Grasping at Fees: A Sure-Fire Way to Keep the Economy Bad and Unemployment High

After twelve consecutive months of telling the Wall Street firms that (a) They need to lend more, and (b) They need to lend more, and (c) The only way to fix the economy is for Wall Street to lend more, President Obama has proposed a plan to punish firms that participated in the “too big to fail” monstrosity of 2008 with a “fee”. And by “fee”, I mean $120 billion worth of fees. In fact, the largest of the financial institutions are being asked to pay upwards of $1-2 billion per year in these “fees”. So let’s see how this will play out.
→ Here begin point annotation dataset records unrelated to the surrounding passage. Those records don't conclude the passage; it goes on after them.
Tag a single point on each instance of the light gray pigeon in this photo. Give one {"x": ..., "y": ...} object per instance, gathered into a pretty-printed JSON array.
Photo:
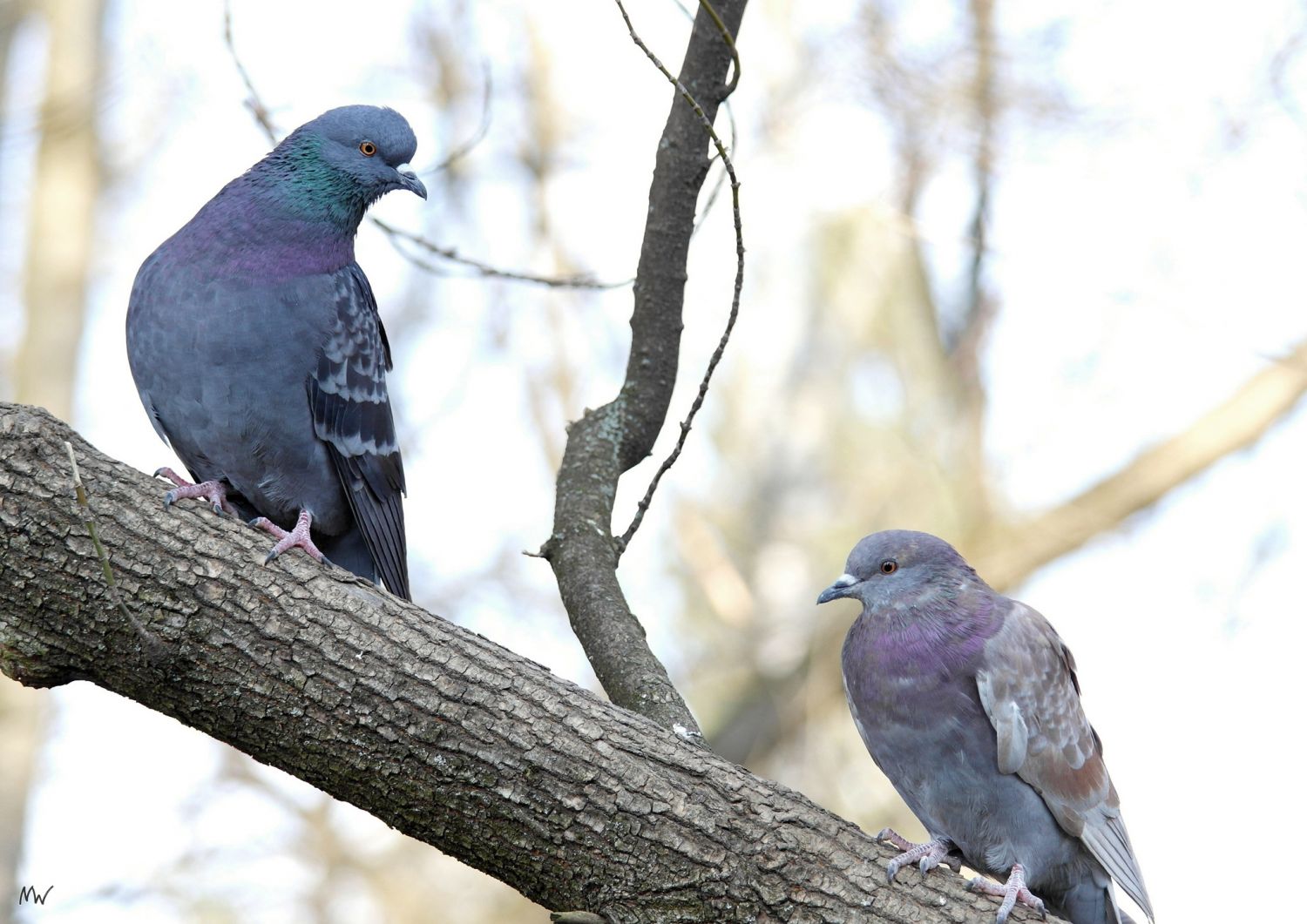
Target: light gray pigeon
[
  {"x": 259, "y": 354},
  {"x": 969, "y": 704}
]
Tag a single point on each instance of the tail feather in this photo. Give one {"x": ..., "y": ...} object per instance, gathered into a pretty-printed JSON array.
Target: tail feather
[
  {"x": 1090, "y": 903},
  {"x": 349, "y": 550}
]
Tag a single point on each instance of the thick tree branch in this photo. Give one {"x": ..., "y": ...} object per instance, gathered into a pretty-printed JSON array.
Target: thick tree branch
[
  {"x": 578, "y": 804},
  {"x": 1009, "y": 550},
  {"x": 606, "y": 442}
]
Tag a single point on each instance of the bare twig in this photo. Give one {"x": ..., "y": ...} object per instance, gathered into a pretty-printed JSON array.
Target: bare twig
[
  {"x": 254, "y": 102},
  {"x": 739, "y": 282},
  {"x": 484, "y": 268}
]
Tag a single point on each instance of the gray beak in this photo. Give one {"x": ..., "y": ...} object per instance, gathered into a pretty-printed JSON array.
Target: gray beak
[
  {"x": 410, "y": 180},
  {"x": 841, "y": 589}
]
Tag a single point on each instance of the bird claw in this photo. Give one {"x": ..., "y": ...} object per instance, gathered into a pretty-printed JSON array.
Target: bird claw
[
  {"x": 1012, "y": 892},
  {"x": 298, "y": 537},
  {"x": 213, "y": 492},
  {"x": 927, "y": 855}
]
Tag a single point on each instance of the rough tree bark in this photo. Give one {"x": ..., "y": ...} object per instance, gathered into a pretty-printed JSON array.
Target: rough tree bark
[
  {"x": 437, "y": 731},
  {"x": 611, "y": 439}
]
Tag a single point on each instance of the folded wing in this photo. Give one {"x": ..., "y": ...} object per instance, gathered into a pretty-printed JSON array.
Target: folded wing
[
  {"x": 352, "y": 415},
  {"x": 1032, "y": 696}
]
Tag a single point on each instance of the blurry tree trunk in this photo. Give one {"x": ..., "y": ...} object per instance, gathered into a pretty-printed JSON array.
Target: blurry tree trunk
[
  {"x": 65, "y": 188},
  {"x": 64, "y": 192}
]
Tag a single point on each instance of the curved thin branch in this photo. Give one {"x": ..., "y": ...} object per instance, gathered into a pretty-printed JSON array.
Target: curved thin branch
[
  {"x": 625, "y": 540},
  {"x": 1008, "y": 552},
  {"x": 578, "y": 804},
  {"x": 613, "y": 438}
]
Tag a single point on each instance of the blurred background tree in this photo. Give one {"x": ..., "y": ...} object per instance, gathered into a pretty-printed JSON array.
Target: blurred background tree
[{"x": 1014, "y": 276}]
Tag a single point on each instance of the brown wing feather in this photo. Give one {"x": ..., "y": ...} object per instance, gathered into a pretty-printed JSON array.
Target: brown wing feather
[{"x": 1032, "y": 697}]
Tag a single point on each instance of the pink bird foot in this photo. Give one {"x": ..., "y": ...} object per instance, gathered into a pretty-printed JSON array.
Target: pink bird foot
[
  {"x": 213, "y": 492},
  {"x": 1014, "y": 890},
  {"x": 931, "y": 853},
  {"x": 295, "y": 539}
]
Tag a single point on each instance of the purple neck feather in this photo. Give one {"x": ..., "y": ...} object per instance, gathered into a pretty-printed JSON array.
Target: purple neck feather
[
  {"x": 245, "y": 230},
  {"x": 945, "y": 633}
]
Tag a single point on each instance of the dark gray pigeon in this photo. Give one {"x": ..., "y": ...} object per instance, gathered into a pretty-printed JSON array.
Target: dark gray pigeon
[
  {"x": 970, "y": 705},
  {"x": 259, "y": 355}
]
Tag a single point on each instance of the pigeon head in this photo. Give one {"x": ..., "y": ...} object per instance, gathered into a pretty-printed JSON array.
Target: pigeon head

(1) The bulk of the firms are going to fight it, and fight it with a vengeance. After all, the bulk of them were forced to take TARP funds against their will. And now, these companies have paid back the TARP moneys at a gigantic profit to treasury (people with developed vocabularies might call these dividend and warrant expenses: “fees”). Overall, I have no doubt that TARP will prove to be a loser, but the companies being asked to pay this fee were additive to TARP profits – not detractors. The companies that are actually going to cost TARP money are in no position to pay this fee, are not being asked to, and could not do so if they were. This is a rank double payment on top of the agreement previously agreed to by the firms who took (and have since re-paid) funds.

(2) I thought we wanted to get away from “too big to fail”? I thought we wanted to tell the world that “no financial firm is too big to fail”? Do you think that creditors, shareholders, bondholders, and trading counter-parties will see any of the firms that pay a “too big to fail fee” as “too big to fail”? I know this – if I was asked to pay a fee for my right to be so big, I would demand that the person I paid the fee to maintain my size, no matter what. I mean after all, I am paying for it. The point is that this sends a convuluted message to the marketplace, and must be rejected for once again acomplishing the exact opposite of what these collectivist politicians say they intend.

(3) I appreciate the fact that Obama’s pollsters have told him this fee is politically acceptable. To wake up one day and arbitrarily assess a tryrranically oppressive charge against an industry because you do not like what they do for a living is an acceptable thing to do in Mao’s Red China or Stalin’s Soviet Union. In America, it is the kind of thing that ought to start a revolution. “But these financial firms deserve it”, you cry. No doubt, the firms have no one to blame but themselves for how they positioned their balance sheets in 2008. Does Obama intend to charge a “too politically expedient fee to fail” charge on the midwest farmers they have been bailing out (with billions of dollars) for over twenty years? What about a “too poorly run to know what to do with fee” on the airlines who have received incalculable dollars from the taxpayers even as their normal operating conditions still could not be restored to profitablity? And I assume we will see a “too inferior to the Japanese fee” for the automakers, the bulk of which are now owned by the taxpayers, even as the White House fouled the rule of law in prioritizing their political friends over the rightful bondholder creditors last year? Of course not. These fees do not accompany adequate political populist rage, which is to say, envy. Politicians can not do things like this without first stroking the feathers of envy that permeate the masses.

(4) It once again punts away the responsibility of addressing the “too big to fail” mess that Congress created to begin with (along with their co-creator ally, the Federal Reserve). This is political tokenism, and does absolutely nothing to deal with structural challenges and regulatory framework. It is a sham; it just happens to be a sham that polls well.

(5) And finally, it will not cost the big firms anything. Corporations do not pax taxes, and they will not pay this fee, either. “We do not believe the fee will run directly to the bottom line”, said Oppenheimer’s Chris Kotowski. “We view it effectively as an increase in the wholesale cost of funds that will passed through to the customer.”

And that, my friends, sounds like a brilliant way to “get Wall Street lending more”. The one thing we all ought to know by now, even if we haven’t yet learned how dangerous and unwise targeted punitive malicious fees are: The only thing worse than bad ideology, is bad ideology combined with bad ideas. This idiotic propsoal is the lethal combination of both.